The thought process I use when tackling a new situation:
* Users don't want 10K rows of output; they want it summarized on something.
* Users often want to filter on a date range and summarize by day (or hour). Therefore, 'date' is probably the first part of the primary key. Decide what unit to use -- usually day or hour. Note that week (etc) can be derived from any smaller unit.
* The rest of the primary key should be a few, but not too many, other dimensions (or fields they might want to filter on). Consider having multiple indexes (each starting with date).

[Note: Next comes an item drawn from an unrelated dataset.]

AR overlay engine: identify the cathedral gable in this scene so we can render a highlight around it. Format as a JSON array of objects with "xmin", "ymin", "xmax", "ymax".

* Goal: A summary table should have one-tenth as many rows as the raw data. (Actual: anywhere from 2% to 70%.) That, together with probably having fewer columns, makes a summary table ~10x faster to report from.
* Denormalize. The raw data is probably heavily normalized (good); the summary table may be less normalized.
* COUNT(*) -- Users often want to know "how many". Sum the counts to get the count for a week from daily rows.
* SUM(*), but not AVG(*) -- use sum of sums divided by sum of counts to get the mathematically correct average.
* MAX and MIN are possible.
* Median, percentiles, etc, though "impossible", can be approximated (with pain).
* Standard deviation is possible (but I have never needed it).
* Have an API layer that takes the user's inputs and decides which Summary table to use, possibly even doing multiple SELECTs and/or UNIONs to achieve the goal.
* Expect to build 1-7 Summary tables.
* Consider turning small ENUMs into multiple columns; eg, SUM(gender='M') AS Males, SUM(gender='F') as Females.